A simple two-layer network (number of W: 784*50+50*10, number of b: 50+10) can achieve 95% accuracy without overfitting.
If the batch_size is increased a bit, the loss will not fluctuate so much. If the training period is longer, the acc will be larger. The larger the learning rate, the faster the training, but if it is too large, it will run away, so you can adjust it for fun.
The above activation function is to choose relu, but you can change it to sigmoid yourself. In the code, relu can be replaced with sigmoid.
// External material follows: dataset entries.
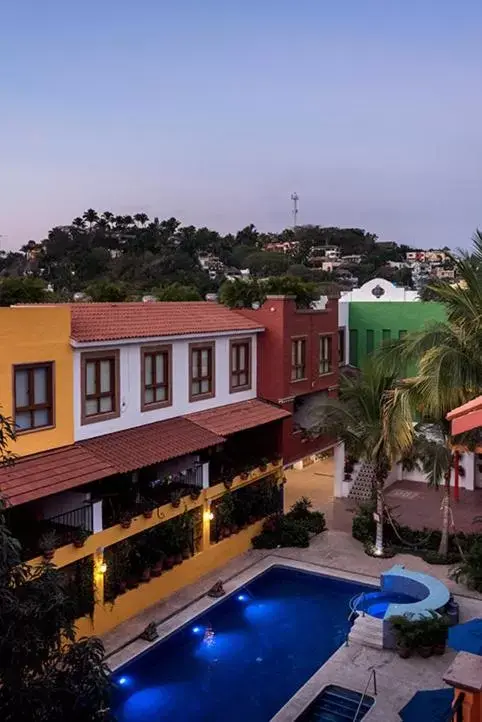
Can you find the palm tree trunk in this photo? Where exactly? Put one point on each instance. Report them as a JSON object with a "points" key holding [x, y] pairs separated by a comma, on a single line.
{"points": [[443, 549], [380, 482]]}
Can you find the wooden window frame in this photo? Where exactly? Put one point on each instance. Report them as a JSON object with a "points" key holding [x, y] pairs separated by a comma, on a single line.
{"points": [[248, 343], [203, 345], [295, 379], [165, 349], [329, 360], [50, 365], [85, 357]]}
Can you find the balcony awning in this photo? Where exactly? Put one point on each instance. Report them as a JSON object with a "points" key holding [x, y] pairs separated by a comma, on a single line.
{"points": [[230, 419], [466, 417], [50, 472]]}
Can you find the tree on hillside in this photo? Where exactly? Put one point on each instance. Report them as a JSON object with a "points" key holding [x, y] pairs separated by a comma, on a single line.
{"points": [[45, 676], [22, 290]]}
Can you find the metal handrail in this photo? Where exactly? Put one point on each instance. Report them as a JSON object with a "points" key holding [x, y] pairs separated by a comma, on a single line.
{"points": [[375, 692]]}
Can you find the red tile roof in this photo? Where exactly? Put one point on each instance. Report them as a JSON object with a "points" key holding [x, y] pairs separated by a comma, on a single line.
{"points": [[151, 444], [466, 417], [33, 477], [229, 419], [113, 321]]}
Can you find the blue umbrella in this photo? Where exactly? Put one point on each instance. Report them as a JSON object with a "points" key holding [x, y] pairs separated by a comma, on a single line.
{"points": [[466, 637], [429, 704]]}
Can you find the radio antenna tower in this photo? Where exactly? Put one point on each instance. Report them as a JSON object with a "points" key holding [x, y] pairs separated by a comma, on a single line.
{"points": [[295, 198]]}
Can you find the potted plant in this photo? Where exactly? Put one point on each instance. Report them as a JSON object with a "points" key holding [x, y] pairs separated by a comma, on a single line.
{"points": [[263, 464], [158, 566], [147, 508], [403, 629], [47, 544], [176, 498], [125, 519]]}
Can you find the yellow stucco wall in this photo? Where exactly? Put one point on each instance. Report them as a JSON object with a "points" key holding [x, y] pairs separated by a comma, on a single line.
{"points": [[31, 335]]}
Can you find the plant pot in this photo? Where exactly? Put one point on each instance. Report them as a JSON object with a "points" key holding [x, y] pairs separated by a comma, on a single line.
{"points": [[403, 652], [156, 570], [425, 651], [146, 575]]}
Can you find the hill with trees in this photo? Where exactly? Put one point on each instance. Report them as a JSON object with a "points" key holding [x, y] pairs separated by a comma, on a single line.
{"points": [[114, 258]]}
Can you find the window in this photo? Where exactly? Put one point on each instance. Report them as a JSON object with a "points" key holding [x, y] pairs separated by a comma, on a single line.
{"points": [[298, 359], [33, 390], [100, 386], [325, 354], [353, 346], [156, 386], [240, 365], [202, 371], [341, 346]]}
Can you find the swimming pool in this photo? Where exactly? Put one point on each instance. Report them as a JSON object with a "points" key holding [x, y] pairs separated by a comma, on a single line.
{"points": [[245, 657]]}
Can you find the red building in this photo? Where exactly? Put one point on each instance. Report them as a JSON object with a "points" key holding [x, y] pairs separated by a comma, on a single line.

It turns out that relu is better.
The above optimizer is SGD (Stochastic Gradient Descent), as well as Momentum, AdaGrad, Adam, etc. Generally, Adam will have better results.
So we can summarize the whole picture of neural network learning:

前提

There are suitable weights and biases in the neural network, and the weights and biases are adjusted to fit the training data

The process is called "learning". The learning of the neural network is divided into the following four steps.

步骤1(mini-batch)

Randomly select a part of the data from the training data, this part of the data is called mini-batch. us

The goal of is to reduce the value of the loss function of the mini-batch.

步骤2(计算梯度)

In order to reduce the value of the loss function of the mini-batch, it is necessary to find the gradient of each weight parameter.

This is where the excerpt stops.